Sage Weil [Sat, 14 Nov 2015 03:27:14 +0000 (22:27 -0500)]
mon/OSDMonitor: simplify failure reporters vs reports logic
Since each OSD only sends a failure report for a given peer once,
we don't need to count reports vs reporters separately. (This was
probably a bad idea anyway.) Remove this logic and the associated
config option.
Reported-by: Greg Farnum <gfarnum@redhat.com> Signed-off-by: Sage Weil <sage@redhat.com>
Sage Weil [Sat, 14 Nov 2015 03:11:17 +0000 (22:11 -0500)]
osd: simplify pg creation
We used to have a complicated pg creation process in which we
would query any previous mappings for the pg before we created the
new 'empty' pg locally.

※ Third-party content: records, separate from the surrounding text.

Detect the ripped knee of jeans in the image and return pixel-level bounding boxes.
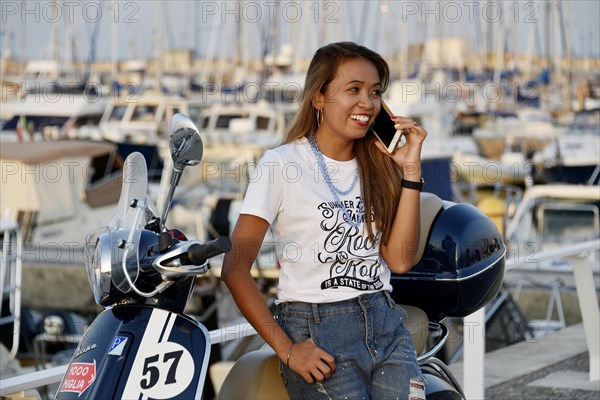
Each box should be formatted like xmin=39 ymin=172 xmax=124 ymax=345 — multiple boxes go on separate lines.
xmin=314 ymin=382 xmax=332 ymax=399
xmin=409 ymin=377 xmax=426 ymax=400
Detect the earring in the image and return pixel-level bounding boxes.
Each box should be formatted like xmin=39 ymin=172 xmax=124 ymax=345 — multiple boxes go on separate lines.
xmin=316 ymin=108 xmax=323 ymax=128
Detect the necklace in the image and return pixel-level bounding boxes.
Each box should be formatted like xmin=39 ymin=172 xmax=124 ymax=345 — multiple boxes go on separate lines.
xmin=308 ymin=134 xmax=363 ymax=228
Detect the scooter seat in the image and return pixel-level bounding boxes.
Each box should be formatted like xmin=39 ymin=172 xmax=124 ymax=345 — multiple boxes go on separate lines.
xmin=400 ymin=304 xmax=429 ymax=355
xmin=413 ymin=192 xmax=444 ymax=267
xmin=216 ymin=346 xmax=289 ymax=400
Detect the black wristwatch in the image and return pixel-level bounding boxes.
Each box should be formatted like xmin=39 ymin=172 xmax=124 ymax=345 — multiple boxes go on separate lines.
xmin=400 ymin=177 xmax=425 ymax=191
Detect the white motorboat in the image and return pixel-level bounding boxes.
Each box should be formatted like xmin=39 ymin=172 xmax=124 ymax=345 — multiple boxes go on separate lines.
xmin=532 ymin=108 xmax=600 ymax=185
xmin=0 ymin=140 xmax=122 ymax=245
xmin=196 ymin=100 xmax=289 ymax=148
xmin=0 ymin=140 xmax=124 ymax=312
xmin=473 ymin=108 xmax=565 ymax=160
xmin=452 ymin=151 xmax=532 ymax=186
xmin=91 ymin=94 xmax=208 ymax=145
xmin=1 ymin=94 xmax=108 ymax=142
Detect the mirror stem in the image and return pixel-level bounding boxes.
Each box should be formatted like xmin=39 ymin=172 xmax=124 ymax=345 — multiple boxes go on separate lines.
xmin=160 ymin=168 xmax=183 ymax=231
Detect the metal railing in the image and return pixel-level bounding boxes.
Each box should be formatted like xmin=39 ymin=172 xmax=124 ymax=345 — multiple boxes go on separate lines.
xmin=0 ymin=324 xmax=258 ymax=397
xmin=0 ymin=219 xmax=23 ymax=360
xmin=462 ymin=239 xmax=600 ymax=399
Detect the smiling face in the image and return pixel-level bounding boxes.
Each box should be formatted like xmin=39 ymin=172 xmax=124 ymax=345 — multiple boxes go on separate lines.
xmin=315 ymin=57 xmax=382 ymax=147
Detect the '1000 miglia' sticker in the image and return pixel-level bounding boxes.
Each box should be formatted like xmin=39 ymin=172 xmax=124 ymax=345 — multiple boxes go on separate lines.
xmin=59 ymin=361 xmax=96 ymax=396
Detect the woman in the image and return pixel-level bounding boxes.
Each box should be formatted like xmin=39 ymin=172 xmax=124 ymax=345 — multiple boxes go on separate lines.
xmin=221 ymin=42 xmax=427 ymax=400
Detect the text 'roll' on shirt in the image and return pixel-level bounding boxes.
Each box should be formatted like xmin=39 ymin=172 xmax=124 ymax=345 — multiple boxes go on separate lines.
xmin=239 ymin=137 xmax=392 ymax=304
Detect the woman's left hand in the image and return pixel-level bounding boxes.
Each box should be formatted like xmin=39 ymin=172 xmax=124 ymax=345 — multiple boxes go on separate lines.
xmin=374 ymin=116 xmax=427 ymax=176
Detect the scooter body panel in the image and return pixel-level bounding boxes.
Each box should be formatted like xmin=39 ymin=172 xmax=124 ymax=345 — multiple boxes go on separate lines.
xmin=55 ymin=305 xmax=210 ymax=400
xmin=423 ymin=372 xmax=464 ymax=399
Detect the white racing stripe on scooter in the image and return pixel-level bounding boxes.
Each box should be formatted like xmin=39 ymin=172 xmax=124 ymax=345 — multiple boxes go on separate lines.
xmin=121 ymin=309 xmax=173 ymax=400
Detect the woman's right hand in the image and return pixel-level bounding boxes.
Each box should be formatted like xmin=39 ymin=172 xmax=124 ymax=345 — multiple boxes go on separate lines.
xmin=286 ymin=338 xmax=336 ymax=384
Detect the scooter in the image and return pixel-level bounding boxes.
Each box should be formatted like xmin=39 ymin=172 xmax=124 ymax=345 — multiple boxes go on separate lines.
xmin=55 ymin=114 xmax=231 ymax=399
xmin=54 ymin=113 xmax=505 ymax=399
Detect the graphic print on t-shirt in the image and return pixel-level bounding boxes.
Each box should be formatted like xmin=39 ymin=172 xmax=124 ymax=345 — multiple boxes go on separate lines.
xmin=317 ymin=195 xmax=384 ymax=291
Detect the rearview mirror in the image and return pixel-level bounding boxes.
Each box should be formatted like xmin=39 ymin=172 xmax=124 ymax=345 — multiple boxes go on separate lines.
xmin=169 ymin=113 xmax=203 ymax=170
xmin=161 ymin=113 xmax=203 ymax=230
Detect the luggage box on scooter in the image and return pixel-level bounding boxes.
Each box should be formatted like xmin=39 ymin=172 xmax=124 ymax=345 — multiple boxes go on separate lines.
xmin=390 ymin=196 xmax=505 ymax=320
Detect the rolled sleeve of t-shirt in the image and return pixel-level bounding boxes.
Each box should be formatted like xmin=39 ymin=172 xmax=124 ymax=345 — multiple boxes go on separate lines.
xmin=239 ymin=149 xmax=284 ymax=224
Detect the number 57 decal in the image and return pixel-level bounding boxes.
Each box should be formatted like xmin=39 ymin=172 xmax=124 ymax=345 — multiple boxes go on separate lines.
xmin=124 ymin=342 xmax=195 ymax=399
xmin=141 ymin=350 xmax=184 ymax=389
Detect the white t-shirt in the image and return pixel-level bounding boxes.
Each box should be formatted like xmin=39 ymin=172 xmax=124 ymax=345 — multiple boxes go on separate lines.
xmin=240 ymin=137 xmax=392 ymax=304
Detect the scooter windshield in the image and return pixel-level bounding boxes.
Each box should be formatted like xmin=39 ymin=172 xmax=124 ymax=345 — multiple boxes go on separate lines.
xmin=110 ymin=152 xmax=149 ymax=231
xmin=85 ymin=152 xmax=150 ymax=303
xmin=109 ymin=152 xmax=148 ymax=293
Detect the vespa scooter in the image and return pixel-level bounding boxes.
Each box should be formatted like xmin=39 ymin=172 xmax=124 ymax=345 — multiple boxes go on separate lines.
xmin=55 ymin=113 xmax=230 ymax=399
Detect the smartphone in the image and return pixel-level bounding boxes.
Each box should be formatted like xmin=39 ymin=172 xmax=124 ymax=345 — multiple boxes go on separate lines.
xmin=371 ymin=99 xmax=402 ymax=153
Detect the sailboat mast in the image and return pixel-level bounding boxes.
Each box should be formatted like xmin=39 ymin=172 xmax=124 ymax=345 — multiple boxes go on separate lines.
xmin=557 ymin=0 xmax=573 ymax=111
xmin=49 ymin=0 xmax=59 ymax=81
xmin=1 ymin=14 xmax=13 ymax=74
xmin=111 ymin=7 xmax=119 ymax=85
xmin=492 ymin=2 xmax=506 ymax=84
xmin=319 ymin=0 xmax=327 ymax=46
xmin=233 ymin=2 xmax=241 ymax=66
xmin=523 ymin=0 xmax=538 ymax=83
xmin=545 ymin=0 xmax=552 ymax=75
xmin=155 ymin=1 xmax=163 ymax=92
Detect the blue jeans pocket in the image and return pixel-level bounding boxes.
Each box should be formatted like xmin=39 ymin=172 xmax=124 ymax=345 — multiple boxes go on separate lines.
xmin=277 ymin=312 xmax=314 ymax=344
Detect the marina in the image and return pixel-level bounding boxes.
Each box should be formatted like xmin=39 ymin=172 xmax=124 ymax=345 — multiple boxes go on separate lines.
xmin=1 ymin=0 xmax=599 ymax=398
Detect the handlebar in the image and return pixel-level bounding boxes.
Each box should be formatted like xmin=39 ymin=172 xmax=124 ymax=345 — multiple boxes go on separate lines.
xmin=152 ymin=236 xmax=232 ymax=277
xmin=188 ymin=236 xmax=232 ymax=265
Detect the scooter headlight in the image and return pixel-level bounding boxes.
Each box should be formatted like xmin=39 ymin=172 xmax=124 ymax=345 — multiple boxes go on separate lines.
xmin=85 ymin=228 xmax=112 ymax=305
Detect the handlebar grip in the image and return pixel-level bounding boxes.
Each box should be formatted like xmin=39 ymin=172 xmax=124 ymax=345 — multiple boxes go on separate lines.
xmin=187 ymin=236 xmax=232 ymax=265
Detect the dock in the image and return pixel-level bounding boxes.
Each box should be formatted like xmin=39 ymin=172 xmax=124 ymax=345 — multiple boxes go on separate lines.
xmin=450 ymin=323 xmax=599 ymax=399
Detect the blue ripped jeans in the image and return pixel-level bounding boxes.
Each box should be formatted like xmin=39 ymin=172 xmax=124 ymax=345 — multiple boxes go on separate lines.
xmin=275 ymin=291 xmax=424 ymax=400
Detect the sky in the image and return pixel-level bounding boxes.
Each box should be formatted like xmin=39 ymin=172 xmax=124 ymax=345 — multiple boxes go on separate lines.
xmin=1 ymin=0 xmax=599 ymax=65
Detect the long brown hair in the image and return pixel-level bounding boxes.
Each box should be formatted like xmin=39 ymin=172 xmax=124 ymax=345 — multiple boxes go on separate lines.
xmin=284 ymin=42 xmax=403 ymax=244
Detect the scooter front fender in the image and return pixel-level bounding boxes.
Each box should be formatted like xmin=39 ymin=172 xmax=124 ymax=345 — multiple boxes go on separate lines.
xmin=55 ymin=305 xmax=210 ymax=400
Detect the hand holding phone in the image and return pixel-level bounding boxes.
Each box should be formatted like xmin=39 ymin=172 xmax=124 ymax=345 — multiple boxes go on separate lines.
xmin=371 ymin=100 xmax=402 ymax=153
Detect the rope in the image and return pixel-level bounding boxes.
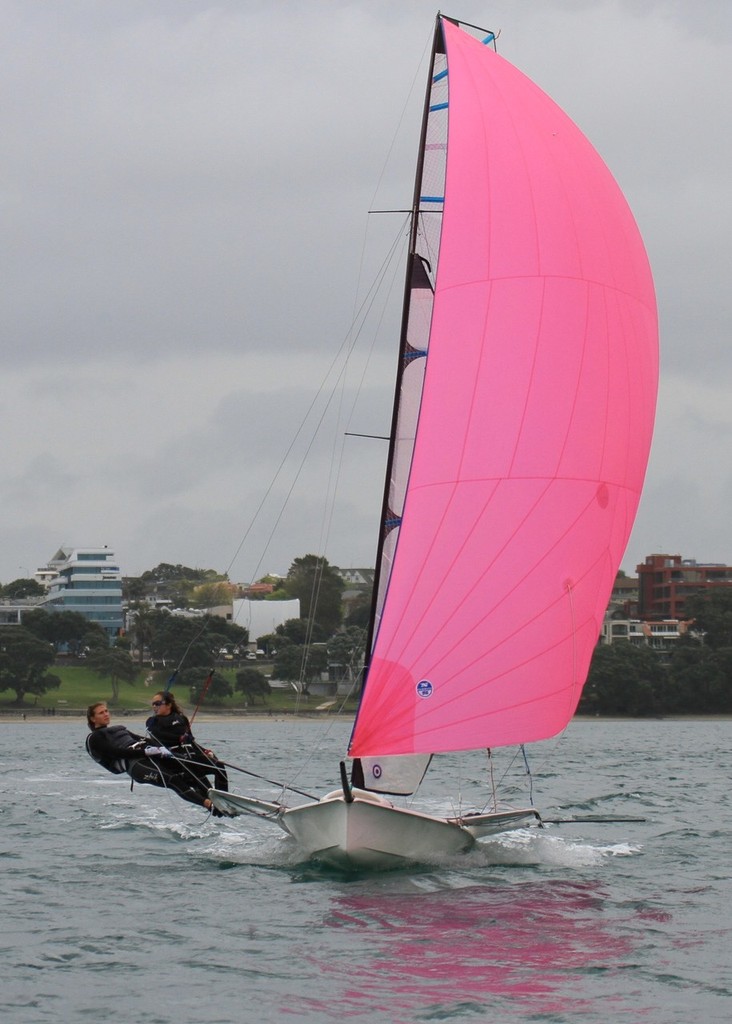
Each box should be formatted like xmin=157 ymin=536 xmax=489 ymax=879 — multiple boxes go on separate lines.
xmin=216 ymin=759 xmax=317 ymax=801
xmin=521 ymin=744 xmax=535 ymax=807
xmin=486 ymin=748 xmax=497 ymax=812
xmin=142 ymin=734 xmax=221 ymax=813
xmin=189 ymin=669 xmax=215 ymax=726
xmin=146 ymin=738 xmax=317 ymax=803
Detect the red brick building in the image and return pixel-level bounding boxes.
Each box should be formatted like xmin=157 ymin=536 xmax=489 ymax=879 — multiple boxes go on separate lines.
xmin=636 ymin=553 xmax=732 ymax=619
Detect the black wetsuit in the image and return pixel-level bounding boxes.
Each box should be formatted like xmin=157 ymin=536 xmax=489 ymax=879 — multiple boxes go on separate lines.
xmin=146 ymin=712 xmax=229 ymax=793
xmin=86 ymin=724 xmax=212 ymax=808
xmin=145 ymin=711 xmax=193 ymax=747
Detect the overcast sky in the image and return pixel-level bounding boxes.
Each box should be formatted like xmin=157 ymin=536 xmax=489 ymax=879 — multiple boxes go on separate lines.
xmin=1 ymin=0 xmax=730 ymax=585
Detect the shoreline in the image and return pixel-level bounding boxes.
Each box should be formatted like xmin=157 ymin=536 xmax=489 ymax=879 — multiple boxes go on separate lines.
xmin=1 ymin=712 xmax=730 ymax=725
xmin=0 ymin=711 xmax=352 ymax=724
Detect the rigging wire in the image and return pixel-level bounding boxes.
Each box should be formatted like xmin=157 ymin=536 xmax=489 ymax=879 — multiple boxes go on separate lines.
xmin=486 ymin=748 xmax=498 ymax=812
xmin=213 ymin=759 xmax=317 ymax=801
xmin=222 ymin=219 xmax=408 ymax=595
xmin=219 ymin=20 xmax=432 ymax=691
xmin=279 ymin=674 xmax=363 ymax=794
xmin=140 ymin=220 xmax=407 ymax=796
xmin=521 ymin=745 xmax=535 ymax=808
xmin=363 ymin=23 xmax=435 ymax=217
xmin=474 ymin=744 xmax=532 ymax=815
xmin=225 ymin=220 xmax=407 ymax=729
xmin=139 ymin=220 xmax=408 ymax=801
xmin=153 ymin=30 xmax=433 ymax=791
xmin=187 ymin=669 xmax=214 ymax=727
xmin=291 ymin=223 xmax=409 ymax=712
xmin=144 ymin=738 xmax=319 ymax=803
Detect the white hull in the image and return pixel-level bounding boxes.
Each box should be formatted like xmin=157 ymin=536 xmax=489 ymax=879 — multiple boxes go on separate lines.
xmin=209 ymin=787 xmax=540 ymax=870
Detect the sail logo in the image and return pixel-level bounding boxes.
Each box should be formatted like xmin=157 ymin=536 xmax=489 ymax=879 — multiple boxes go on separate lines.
xmin=371 ymin=764 xmax=383 ymax=779
xmin=416 ymin=680 xmax=433 ymax=699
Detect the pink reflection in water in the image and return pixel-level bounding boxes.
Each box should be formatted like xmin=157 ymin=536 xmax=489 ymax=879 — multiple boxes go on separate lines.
xmin=296 ymin=880 xmax=641 ymax=1021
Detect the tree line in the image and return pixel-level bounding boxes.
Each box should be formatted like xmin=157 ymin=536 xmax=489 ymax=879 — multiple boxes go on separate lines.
xmin=580 ymin=590 xmax=732 ymax=715
xmin=5 ymin=555 xmax=731 ymax=715
xmin=0 ymin=554 xmax=368 ymax=707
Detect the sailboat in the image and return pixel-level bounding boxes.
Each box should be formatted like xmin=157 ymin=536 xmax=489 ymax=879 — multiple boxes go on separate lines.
xmin=209 ymin=14 xmax=658 ymax=868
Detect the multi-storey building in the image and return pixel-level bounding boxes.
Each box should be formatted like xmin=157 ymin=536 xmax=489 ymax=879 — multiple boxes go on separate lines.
xmin=637 ymin=553 xmax=732 ymax=620
xmin=600 ymin=617 xmax=692 ymax=658
xmin=41 ymin=546 xmax=124 ymax=640
xmin=0 ymin=599 xmax=38 ymax=625
xmin=606 ymin=573 xmax=639 ymax=618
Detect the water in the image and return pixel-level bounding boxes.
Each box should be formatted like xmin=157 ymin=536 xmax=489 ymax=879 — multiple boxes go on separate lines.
xmin=1 ymin=718 xmax=730 ymax=1023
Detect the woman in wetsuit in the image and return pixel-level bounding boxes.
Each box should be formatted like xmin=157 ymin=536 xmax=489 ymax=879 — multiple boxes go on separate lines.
xmin=146 ymin=691 xmax=228 ymax=792
xmin=85 ymin=702 xmax=224 ymax=813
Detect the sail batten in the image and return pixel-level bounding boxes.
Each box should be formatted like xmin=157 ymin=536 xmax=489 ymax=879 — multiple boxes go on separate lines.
xmin=349 ymin=17 xmax=657 ymax=759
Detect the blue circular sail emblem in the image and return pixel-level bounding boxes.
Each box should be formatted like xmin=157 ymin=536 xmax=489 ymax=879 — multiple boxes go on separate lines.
xmin=416 ymin=679 xmax=433 ymax=699
xmin=371 ymin=764 xmax=382 ymax=779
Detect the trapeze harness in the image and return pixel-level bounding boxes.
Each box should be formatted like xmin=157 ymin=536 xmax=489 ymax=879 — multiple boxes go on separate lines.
xmin=145 ymin=711 xmax=229 ymax=792
xmin=85 ymin=725 xmax=134 ymax=775
xmin=86 ymin=725 xmax=213 ymax=808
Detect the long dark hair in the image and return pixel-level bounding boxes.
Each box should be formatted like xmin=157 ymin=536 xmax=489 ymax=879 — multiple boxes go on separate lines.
xmin=153 ymin=691 xmax=183 ymax=716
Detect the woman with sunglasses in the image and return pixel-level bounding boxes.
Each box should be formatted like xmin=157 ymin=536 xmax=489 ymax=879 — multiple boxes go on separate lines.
xmin=146 ymin=691 xmax=193 ymax=747
xmin=146 ymin=691 xmax=228 ymax=793
xmin=85 ymin=701 xmax=225 ymax=814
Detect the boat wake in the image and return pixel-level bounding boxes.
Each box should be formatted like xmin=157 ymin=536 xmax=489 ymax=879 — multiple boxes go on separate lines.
xmin=461 ymin=829 xmax=642 ymax=869
xmin=186 ymin=819 xmax=641 ymax=874
xmin=192 ymin=827 xmax=302 ymax=869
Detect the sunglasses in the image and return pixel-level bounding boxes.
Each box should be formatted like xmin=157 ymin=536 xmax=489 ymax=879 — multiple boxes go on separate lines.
xmin=151 ymin=700 xmax=168 ymax=707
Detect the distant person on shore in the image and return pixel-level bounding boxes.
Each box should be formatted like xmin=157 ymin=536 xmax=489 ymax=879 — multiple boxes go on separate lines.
xmin=85 ymin=702 xmax=226 ymax=815
xmin=146 ymin=691 xmax=228 ymax=792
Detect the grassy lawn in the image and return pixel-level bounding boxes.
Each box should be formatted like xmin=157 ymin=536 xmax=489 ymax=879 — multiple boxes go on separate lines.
xmin=0 ymin=662 xmax=358 ymax=715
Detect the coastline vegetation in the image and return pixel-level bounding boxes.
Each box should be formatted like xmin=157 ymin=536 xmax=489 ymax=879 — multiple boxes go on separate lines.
xmin=0 ymin=662 xmax=359 ymax=716
xmin=2 ymin=560 xmax=731 ymax=718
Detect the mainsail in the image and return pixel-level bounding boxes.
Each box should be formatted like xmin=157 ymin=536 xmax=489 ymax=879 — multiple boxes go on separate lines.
xmin=349 ymin=18 xmax=658 ymax=759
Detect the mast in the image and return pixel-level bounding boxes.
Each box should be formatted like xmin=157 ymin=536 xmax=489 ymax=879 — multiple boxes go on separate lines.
xmin=359 ymin=16 xmax=447 ymax=683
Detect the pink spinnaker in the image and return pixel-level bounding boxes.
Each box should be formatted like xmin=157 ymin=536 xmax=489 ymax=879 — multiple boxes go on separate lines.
xmin=349 ymin=20 xmax=658 ymax=757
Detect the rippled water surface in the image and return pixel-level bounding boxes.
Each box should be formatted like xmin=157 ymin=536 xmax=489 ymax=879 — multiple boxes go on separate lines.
xmin=1 ymin=718 xmax=730 ymax=1022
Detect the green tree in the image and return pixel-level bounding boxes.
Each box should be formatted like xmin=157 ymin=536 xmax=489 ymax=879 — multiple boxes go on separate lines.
xmin=658 ymin=591 xmax=732 ymax=713
xmin=235 ymin=668 xmax=271 ymax=705
xmin=139 ymin=563 xmax=228 ymax=609
xmin=0 ymin=627 xmax=61 ymax=705
xmin=183 ymin=668 xmax=232 ymax=706
xmin=83 ymin=628 xmax=109 ymax=654
xmin=256 ymin=633 xmax=279 ymax=658
xmin=684 ymin=590 xmax=732 ymax=649
xmin=122 ymin=577 xmax=147 ymax=602
xmin=345 ymin=591 xmax=372 ymax=628
xmin=327 ymin=626 xmax=367 ymax=684
xmin=190 ymin=581 xmax=236 ymax=610
xmin=87 ymin=647 xmax=138 ymax=704
xmin=0 ymin=578 xmax=46 ymax=599
xmin=667 ymin=636 xmax=732 ymax=713
xmin=144 ymin=611 xmax=248 ymax=670
xmin=271 ymin=639 xmax=300 ymax=683
xmin=272 ymin=639 xmax=328 ymax=694
xmin=579 ymin=642 xmax=668 ymax=716
xmin=149 ymin=615 xmax=212 ymax=668
xmin=127 ymin=603 xmax=158 ymax=665
xmin=712 ymin=648 xmax=732 ymax=712
xmin=281 ymin=555 xmax=344 ymax=635
xmin=23 ymin=608 xmax=107 ymax=654
xmin=275 ymin=617 xmax=328 ymax=646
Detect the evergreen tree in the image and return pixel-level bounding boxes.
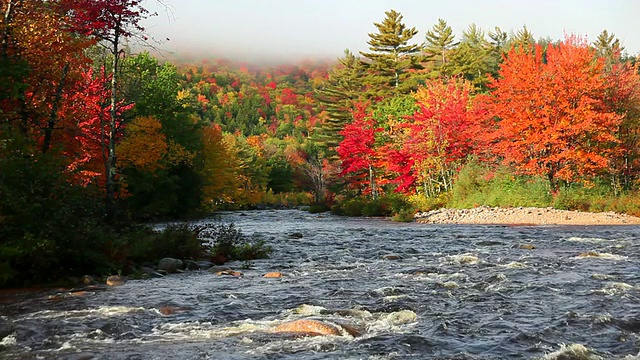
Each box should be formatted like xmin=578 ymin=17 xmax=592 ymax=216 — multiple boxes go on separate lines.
xmin=424 ymin=18 xmax=457 ymax=75
xmin=315 ymin=50 xmax=366 ymax=155
xmin=446 ymin=23 xmax=493 ymax=90
xmin=359 ymin=9 xmax=423 ymax=97
xmin=510 ymin=25 xmax=535 ymax=50
xmin=593 ymin=30 xmax=625 ymax=66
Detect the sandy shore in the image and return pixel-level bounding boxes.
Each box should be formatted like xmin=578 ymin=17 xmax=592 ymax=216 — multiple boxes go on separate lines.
xmin=414 ymin=206 xmax=640 ymax=225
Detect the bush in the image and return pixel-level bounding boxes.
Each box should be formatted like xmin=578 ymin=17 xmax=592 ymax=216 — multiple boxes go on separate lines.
xmin=341 ymin=198 xmax=365 ymax=216
xmin=127 ymin=224 xmax=206 ymax=264
xmin=199 ymin=223 xmax=272 ymax=262
xmin=308 ymin=203 xmax=330 ymax=213
xmin=392 ymin=209 xmax=416 ymax=222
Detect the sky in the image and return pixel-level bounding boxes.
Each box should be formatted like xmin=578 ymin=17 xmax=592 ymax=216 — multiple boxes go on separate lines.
xmin=141 ymin=0 xmax=640 ymax=62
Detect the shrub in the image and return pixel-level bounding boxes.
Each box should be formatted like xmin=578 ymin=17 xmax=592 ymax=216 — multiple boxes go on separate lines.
xmin=392 ymin=209 xmax=415 ymax=222
xmin=127 ymin=224 xmax=206 ymax=264
xmin=199 ymin=223 xmax=272 ymax=261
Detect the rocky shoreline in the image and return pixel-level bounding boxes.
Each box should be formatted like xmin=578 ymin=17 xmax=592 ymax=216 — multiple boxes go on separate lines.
xmin=414 ymin=206 xmax=640 ymax=225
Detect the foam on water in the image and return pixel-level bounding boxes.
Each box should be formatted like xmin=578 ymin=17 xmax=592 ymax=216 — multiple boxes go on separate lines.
xmin=540 ymin=343 xmax=603 ymax=360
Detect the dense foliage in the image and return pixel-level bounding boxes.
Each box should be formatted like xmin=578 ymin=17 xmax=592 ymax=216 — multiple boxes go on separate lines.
xmin=1 ymin=2 xmax=639 ymax=285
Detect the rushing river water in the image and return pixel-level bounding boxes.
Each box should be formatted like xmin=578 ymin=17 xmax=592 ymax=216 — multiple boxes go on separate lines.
xmin=2 ymin=209 xmax=640 ymax=359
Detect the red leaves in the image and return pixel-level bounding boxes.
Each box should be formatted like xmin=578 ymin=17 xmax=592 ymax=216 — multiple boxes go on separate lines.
xmin=337 ymin=103 xmax=380 ymax=176
xmin=59 ymin=0 xmax=150 ymax=41
xmin=483 ymin=36 xmax=622 ymax=186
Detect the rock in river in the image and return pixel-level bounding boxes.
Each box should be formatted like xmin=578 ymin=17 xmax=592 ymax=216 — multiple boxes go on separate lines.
xmin=157 ymin=258 xmax=183 ymax=273
xmin=272 ymin=319 xmax=342 ymax=336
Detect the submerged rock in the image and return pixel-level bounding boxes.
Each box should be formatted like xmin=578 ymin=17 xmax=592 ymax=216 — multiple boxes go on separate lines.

The tracking of the prior mappings was
very simple (and broken), but it didn't really matter because the
mon would resend pg create messages periodically. Now it doesn't,
so that broke.
However, none of this is necessary: the PG peering process does
all of the same things. Namely, it
- enumerates past intervals
- determines which ones may have been rw
- queries OSDs from each one to gather any potential changes
This is a more robust version of what the creation code was (or
should have been doing). So, let's rip it all out and let
peering handle it. As long as the newly instantiated PG sets
last_epoch_started and _clean to the created epoch we will probe
and consider all of these prior mappings and find any previous
instance of the PG (if one existed).
Sage Weil [Mon, 12 Oct 2015 02:06:33 +0000 (22:06 -0400)]
mon/PGMonitor: avoid useless pg gets when pool is deleted
If the .0 pg no longer exists, we know the entire pool was
deleted, and can avoid querying every other pg. (This is a good
thing because leveldb and rocksdb can be very slow to query
missing keys.)
Sage Weil [Thu, 8 Oct 2015 16:13:40 +0000 (12:13 -0400)]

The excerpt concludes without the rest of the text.